Chapter 11


Chapter 11


            Mrs. Dubose lived two doors down from us.  She was a mean lady.  She lived alone except for a Negro girl who took care of her.   Mrs. Dubose was very old.  She spent most of her day in bed and the rest of it in a wheelchair.  There was a rumor that she kept a pistol hidden in her shawl.  

            Jem and I hated her.  Whenever we passed her house, she would glare at us and ask us questions about what we were doing.  She would say we were up to no good.  She said we wouldn’t grow up to be anything good.  Even if I tried to be nice and say, “Hey, Mrs. Dubose,” she would yell at me, “Don’t you say hey to me, you ugly girl!  You say good afternoon, Mrs. Dubose!”  She called us sassy, disrespectful mutts and that it was a disgrace that Atticus let us run wild.

            When Jem complained once to Atticus about the way she treated us, he said, “Easy does it, Son.  She’s an old lady and she’s ill.  You just hold your head high and be a gentleman.  Whatever she says to you, it’s your job not to let her make you mad.”  And when Atticus passed her place, he would sweep off his hat, wave gallantly to her and say, “Good evening, Mrs. Dubose!  You look like a picture this evening.”  (I never heard Atticus say a picture of what though!!)  It was times like these when I thought my father, who hated guns and had never been to any wars, was the bravest man who ever lived.

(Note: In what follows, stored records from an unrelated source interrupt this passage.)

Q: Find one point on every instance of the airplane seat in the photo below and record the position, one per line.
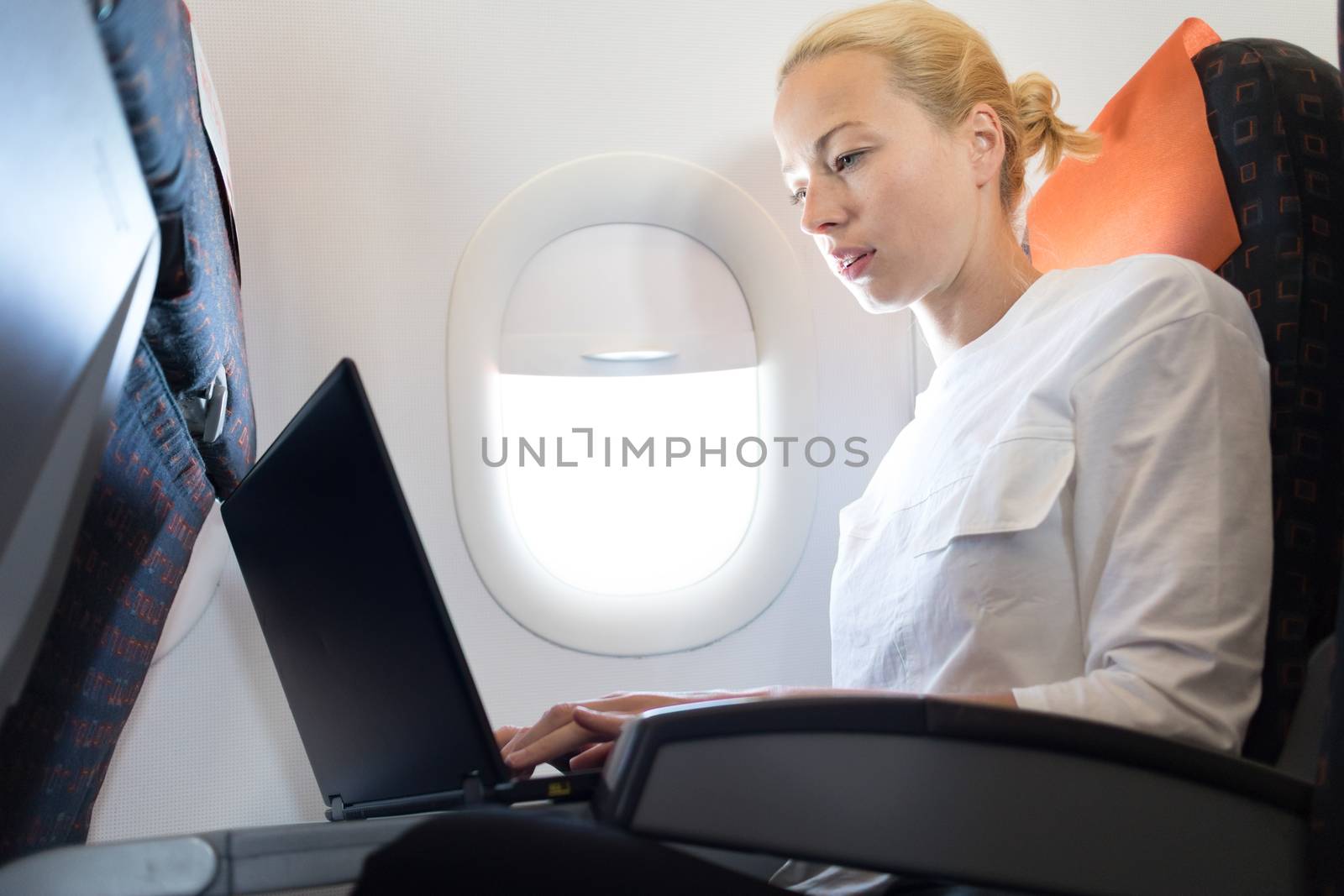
(181, 438)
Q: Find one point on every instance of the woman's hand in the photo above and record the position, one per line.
(582, 730)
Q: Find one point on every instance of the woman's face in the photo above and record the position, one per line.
(877, 179)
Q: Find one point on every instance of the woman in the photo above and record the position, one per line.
(1079, 517)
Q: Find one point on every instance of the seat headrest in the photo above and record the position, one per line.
(1156, 186)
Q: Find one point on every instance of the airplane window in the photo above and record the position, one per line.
(625, 422)
(628, 345)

            One day, Jem and I were walking by her place when she asked us where we were going.  She gave us a hard time and we tried to be nice.  But then she started yelling, “Don’t you lie to me! Jeremy Finch, Maudie Atkinson told me you broke down her flowers this morning. She’s going to tell your father and then you’ll wish you were never born!  I bet he’ll send you to reform school!”  Jem knew that none of this was true and told Mrs. Dubose that he hadn’t ruined Miss Maudie’s flowers.

            “Don’t you contradict me!!”  Mrs. Dubose yelled.  “And YOU—” she pointed an arthritic finger at me…”What are you doing in those overalls??  You should be in a dress, young lady!”

            Jem pulled me along and said, “Come on, Scout.  Don’t pay any attention to her, just hold your head high and be a gentleman.”

            But Mrs. Dubose yelled, “Not only will you grow up to be nothing, but your father is defending a n****r!  Your father is no better than the n****s and trash he works for!”  Jem and I couldn’t believe that Mrs. Dubose could be so mean and so racist.

            On our way by her house later in the day, Mrs. Dubose was not on the porch.  Jem was overcome with anger for what she had said about Atticus, and broke the promise he had made to Atticus to hold his head high and be a gentleman.  He took my baton and used it to ruin Mrs. Dubose’s camellia bush.  He cut the flowers off of every bush in her yard.  He was so mad!

            We went home and waited nervously for Atticus.  We were scared of what he would do when he found out about what Jem did.  Finally Atticus showed up holding a camellia flower.  “Are you responsible for this?”

            “Yes sir,” Jem replied quietly.

            “Why’d you do it?”

            Jem said softly, “She said you lawed for n****s and trash.”  Jem was obviously feeling really bad about what he had done.  He had his head down.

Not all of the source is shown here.